On Julia’s future (Developer Experience in the Era of Generative AI)
Hiroshi Shinaoka & Satoshi Terasaki
- Why we moved from C++ to Rust (Developer experience in the era of generative AI)
- Goodbye
libsparseir, hellosparse-ir-rs - Introducing RustToolChain.jl: a small utility for integrating Julia and Rust
- An experimental Rust port of tensor4all tensor network ecosystem with Julia/Python bindings via C-API
We actively use two languages with very different characteristics, Julia and Rust, for scientific computing. Precisely because this is an unusual position, we decided to write down what we have felt.
Assumptions
Dynamic languages such as Julia and Python are convenient to use interactively (REPL, Jupyter Notebook). It is easy to keep results in memory, perform further analysis depending on those results, and visualize them.

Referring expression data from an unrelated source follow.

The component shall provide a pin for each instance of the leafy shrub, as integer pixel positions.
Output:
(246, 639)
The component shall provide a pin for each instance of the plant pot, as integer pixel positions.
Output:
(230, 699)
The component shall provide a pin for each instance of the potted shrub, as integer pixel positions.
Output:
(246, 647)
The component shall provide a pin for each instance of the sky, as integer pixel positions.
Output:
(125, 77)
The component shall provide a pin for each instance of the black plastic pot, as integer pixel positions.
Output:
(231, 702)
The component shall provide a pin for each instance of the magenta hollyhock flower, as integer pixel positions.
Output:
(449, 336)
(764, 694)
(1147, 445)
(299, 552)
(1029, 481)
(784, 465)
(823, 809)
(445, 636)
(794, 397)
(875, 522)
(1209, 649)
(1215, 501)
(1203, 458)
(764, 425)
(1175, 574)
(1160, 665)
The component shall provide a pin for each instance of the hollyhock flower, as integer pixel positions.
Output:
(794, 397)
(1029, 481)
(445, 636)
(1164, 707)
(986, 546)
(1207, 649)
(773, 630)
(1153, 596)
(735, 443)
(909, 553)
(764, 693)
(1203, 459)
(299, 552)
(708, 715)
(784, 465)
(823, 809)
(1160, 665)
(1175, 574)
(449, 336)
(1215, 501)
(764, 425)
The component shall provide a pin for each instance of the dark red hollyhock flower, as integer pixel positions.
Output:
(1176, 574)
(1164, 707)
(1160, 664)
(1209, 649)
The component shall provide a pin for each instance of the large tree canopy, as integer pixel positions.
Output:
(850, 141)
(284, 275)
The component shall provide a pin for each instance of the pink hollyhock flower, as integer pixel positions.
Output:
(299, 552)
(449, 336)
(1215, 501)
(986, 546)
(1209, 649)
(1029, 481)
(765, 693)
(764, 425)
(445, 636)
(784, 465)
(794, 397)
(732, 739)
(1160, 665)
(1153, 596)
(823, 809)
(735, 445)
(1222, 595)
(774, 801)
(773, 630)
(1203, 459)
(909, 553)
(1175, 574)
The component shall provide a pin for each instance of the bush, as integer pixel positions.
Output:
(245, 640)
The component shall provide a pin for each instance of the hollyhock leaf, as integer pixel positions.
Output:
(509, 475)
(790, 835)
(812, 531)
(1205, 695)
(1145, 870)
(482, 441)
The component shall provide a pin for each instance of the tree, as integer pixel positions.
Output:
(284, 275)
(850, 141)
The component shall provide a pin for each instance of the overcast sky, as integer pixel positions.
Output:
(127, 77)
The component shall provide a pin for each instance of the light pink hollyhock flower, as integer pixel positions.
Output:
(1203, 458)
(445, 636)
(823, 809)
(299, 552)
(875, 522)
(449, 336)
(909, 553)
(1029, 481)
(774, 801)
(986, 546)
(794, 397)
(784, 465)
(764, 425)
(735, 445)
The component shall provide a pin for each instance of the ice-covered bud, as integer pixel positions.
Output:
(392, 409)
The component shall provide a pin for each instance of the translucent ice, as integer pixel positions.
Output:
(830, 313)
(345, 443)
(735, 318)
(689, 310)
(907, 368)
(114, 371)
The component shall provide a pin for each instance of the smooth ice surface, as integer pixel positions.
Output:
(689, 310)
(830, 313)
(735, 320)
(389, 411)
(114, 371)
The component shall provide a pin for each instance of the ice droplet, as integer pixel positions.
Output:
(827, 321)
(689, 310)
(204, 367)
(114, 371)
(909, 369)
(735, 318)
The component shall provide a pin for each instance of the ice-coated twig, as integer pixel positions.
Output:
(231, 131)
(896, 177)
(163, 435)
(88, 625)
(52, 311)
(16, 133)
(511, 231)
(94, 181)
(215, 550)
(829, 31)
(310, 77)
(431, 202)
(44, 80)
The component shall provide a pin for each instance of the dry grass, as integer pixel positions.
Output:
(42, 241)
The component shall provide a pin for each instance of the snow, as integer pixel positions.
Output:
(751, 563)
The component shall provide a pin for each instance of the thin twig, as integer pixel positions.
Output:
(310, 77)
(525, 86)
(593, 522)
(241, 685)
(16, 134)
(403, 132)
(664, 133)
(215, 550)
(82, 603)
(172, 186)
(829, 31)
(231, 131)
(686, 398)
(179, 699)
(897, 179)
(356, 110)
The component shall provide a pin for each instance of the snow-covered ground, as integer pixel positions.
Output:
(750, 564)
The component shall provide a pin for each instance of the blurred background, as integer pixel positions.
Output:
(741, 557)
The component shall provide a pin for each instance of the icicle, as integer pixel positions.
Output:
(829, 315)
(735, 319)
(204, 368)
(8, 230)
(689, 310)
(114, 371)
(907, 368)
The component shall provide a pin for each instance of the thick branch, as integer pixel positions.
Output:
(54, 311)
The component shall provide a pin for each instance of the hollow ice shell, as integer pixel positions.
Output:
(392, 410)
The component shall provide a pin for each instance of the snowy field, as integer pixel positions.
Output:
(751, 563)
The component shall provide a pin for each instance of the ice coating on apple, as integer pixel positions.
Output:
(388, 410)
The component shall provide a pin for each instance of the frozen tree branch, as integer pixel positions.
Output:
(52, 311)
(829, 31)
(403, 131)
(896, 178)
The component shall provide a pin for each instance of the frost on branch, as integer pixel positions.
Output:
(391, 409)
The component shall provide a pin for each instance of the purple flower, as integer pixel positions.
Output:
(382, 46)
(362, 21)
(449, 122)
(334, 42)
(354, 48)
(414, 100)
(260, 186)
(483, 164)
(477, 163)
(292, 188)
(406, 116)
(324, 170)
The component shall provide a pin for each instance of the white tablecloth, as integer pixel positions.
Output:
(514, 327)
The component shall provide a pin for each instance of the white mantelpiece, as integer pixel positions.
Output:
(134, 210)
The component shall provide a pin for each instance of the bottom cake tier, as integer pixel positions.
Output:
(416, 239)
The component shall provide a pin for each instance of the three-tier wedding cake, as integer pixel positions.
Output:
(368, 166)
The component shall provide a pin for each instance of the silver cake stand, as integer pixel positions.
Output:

Among these, Julia stands out by also sharing properties of statically typed languages: it is easier to write type-safe code and achieve high performance.
In summary, Julia's strengths are:
- Ease of use in interactive environments
- Type safety by also sharing properties of statically typed languages
- High performance, enabling pure-Julia implementations from low level to high level (addressing the two-language problem)
- Dependency resolution via an excellent package system
On the other hand, Rust prioritizes memory safety and introduces an ownership system. The ownership system is an approach at the opposite end from garbage-collected memory management as in Julia and Python. In Julia and Python, it is easy to accidentally keep multiple mutable references to the same object, causing subtle bugs where memory contents change without noticing.
In contrast, Rust's ownership system can guarantee memory safety at compile time. Having an excellent package system is common to both Rust and Julia, making it easier to build ecosystems collaboratively (we avoid the dangerous topic of which one is better). The trade-off is increased complexity in writing code, and a steep learning curve for humans.
How we use Julia and Rust
As we wrote in earlier articles, this combination provides a good development experience and makes it easier to grow ecosystems collaboratively. Because both have excellent package systems, it is easy to build Julia libraries with Rust backends.
In principle, Julia can cover the entire stack from low level to high level in a single language, but the cost of optimizing a huge codebase is not small. Even with static analysis tools such as JET.jl, as long as dynamic coding styles are possible, there is a limit to what can be guaranteed statically. Moreover, for high-performance parallel execution, thread startup costs and garbage collection overhead cannot be ignored. Whether one should pay the cost of carefully writing highly optimized large code depends on the size of the codebase.
Meanwhile, a strength of Julia is that a huge codebase can be split into multiple components and published as independent Julia packages. However, Julia's package registration system is issue-based on GitHub, and new packages or new versions are not published immediately. Managing versions across many mutually dependent libraries is extremely painful.
From personal experience, when writing large backend code, as long as support from AI agents is available, writing in Rust feels comfortable. Rust code can look very complex due to ownership annotations, and one might think it is hard for humans to review code generated by AI agents. In practice, however, the compiler validates ownership constraints, so humans can focus on higher-level checks (correctness of algorithms and data structures). Also, multiple packages (crates) can be grouped in a single repository and managed under a shared version (the workspace feature). Publishing crates can also be done immediately from the terminal using cargo publish, effectively enabling a set of crates to be released together.
Historically, combining languages often leads to the "two-language problem." For example, combining C++ and Python is something we would never want to do again ourselves: distributing libraries, managing dependencies, and managing versions become difficult in countless ways (Goodbye libsparseir, hello sparse-ir-rs). Rust and Julia can interoperate easily through C-FFI, and both can leverage excellent package systems, so these problems are less severe than before.
Even so, distributing libraries that combine Julia and Rust still requires specialized knowledge. The RustToolChain.jl introduced above is a tool to address this. With the help of generative AI, this area will further improve.
The boundary between Julia and Rust shifts: the more generative AI advances, the more territory becomes favorable to Rust. Once an era arrives where natural language can handle everything end-to-end, from data analysis to visualization (it is near), humans do not care what tools the AI uses behind the scenes. At that point, the role of dynamic programming languages as a bridge between humans and machines will be replaced by natural language.